MIPS: Improve object lock/unlock.
Test: booted MIPS64 (with 2nd arch MIPS32R6) in QEMU
Test: test-art-target-gtest
Test: testrunner.py --target --optimizing
Test: same tests as above on CI20
Test: repeat all of the above in the configuration
ART_USE_READ_BARRIER=false
Test: booted MIPS32R2 in QEMU
Change-Id: I30fa277e1a687cb0595204e8d9053d7a4873d3df
diff --git a/runtime/arch/mips/quick_entrypoints_mips.S b/runtime/arch/mips/quick_entrypoints_mips.S
index 7bbcbf0..a7722ef 100644
--- a/runtime/arch/mips/quick_entrypoints_mips.S
+++ b/runtime/arch/mips/quick_entrypoints_mips.S
@@ -1252,7 +1252,39 @@
.extern artLockObjectFromCode
ENTRY art_quick_lock_object
beqz $a0, art_quick_throw_null_pointer_exception
+ li $t8, LOCK_WORD_THIN_LOCK_COUNT_ONE
+ li $t3, LOCK_WORD_GC_STATE_MASK_SHIFTED_TOGGLED
+.Lretry_lock:
+ lw $t0, THREAD_ID_OFFSET(rSELF) # TODO: Can the thread ID really change during the loop?

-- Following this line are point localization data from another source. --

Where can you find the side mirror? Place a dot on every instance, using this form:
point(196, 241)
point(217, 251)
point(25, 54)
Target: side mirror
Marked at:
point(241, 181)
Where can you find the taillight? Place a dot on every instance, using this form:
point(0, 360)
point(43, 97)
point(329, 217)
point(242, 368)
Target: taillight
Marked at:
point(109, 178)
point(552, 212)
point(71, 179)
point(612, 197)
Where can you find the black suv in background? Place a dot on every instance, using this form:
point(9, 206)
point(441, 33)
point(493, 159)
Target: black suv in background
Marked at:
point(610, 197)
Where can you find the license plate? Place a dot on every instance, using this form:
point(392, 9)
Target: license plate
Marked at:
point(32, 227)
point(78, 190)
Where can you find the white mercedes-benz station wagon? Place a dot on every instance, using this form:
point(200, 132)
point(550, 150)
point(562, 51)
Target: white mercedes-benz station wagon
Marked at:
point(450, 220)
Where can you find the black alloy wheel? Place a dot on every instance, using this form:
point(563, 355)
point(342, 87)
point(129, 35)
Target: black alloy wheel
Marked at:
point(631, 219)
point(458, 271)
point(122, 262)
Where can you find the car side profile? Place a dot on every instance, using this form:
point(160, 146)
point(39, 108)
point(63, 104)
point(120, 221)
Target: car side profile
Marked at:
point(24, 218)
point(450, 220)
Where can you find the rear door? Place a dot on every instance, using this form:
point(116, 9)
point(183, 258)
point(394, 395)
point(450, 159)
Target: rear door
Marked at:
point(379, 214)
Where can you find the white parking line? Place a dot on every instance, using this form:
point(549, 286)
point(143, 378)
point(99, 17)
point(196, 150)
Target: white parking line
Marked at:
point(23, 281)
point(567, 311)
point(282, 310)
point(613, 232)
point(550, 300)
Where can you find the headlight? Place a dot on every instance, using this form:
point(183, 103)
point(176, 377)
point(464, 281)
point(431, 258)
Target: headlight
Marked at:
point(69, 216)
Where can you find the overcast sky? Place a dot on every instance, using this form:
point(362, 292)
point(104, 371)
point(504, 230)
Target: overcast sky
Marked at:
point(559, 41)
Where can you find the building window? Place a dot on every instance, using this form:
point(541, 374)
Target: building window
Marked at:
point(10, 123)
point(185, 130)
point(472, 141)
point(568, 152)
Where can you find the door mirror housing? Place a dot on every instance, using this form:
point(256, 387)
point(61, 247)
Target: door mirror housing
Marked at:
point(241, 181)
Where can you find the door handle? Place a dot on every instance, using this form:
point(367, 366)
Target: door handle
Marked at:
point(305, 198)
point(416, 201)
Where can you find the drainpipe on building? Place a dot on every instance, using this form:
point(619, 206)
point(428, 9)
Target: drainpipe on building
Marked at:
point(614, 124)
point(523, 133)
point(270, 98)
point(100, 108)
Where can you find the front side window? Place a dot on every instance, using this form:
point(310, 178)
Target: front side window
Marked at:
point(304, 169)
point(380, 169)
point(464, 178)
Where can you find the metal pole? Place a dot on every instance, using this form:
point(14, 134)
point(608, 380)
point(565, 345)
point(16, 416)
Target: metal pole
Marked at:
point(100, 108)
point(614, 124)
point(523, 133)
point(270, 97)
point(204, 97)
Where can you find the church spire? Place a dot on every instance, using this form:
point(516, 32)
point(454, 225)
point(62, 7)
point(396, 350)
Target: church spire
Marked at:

+ ll $t1, MIRROR_OBJECT_LOCK_WORD_OFFSET($a0)
+ and $t2, $t1, $t3 # zero the gc bits
+ bnez $t2, .Lnot_unlocked # already thin locked
+ # Unlocked case - $t1: original lock word that's zero except for the read barrier bits.
+ or $t2, $t1, $t0 # $t2 holds thread id with count of 0 with preserved read barrier bits
+ sc $t2, MIRROR_OBJECT_LOCK_WORD_OFFSET($a0)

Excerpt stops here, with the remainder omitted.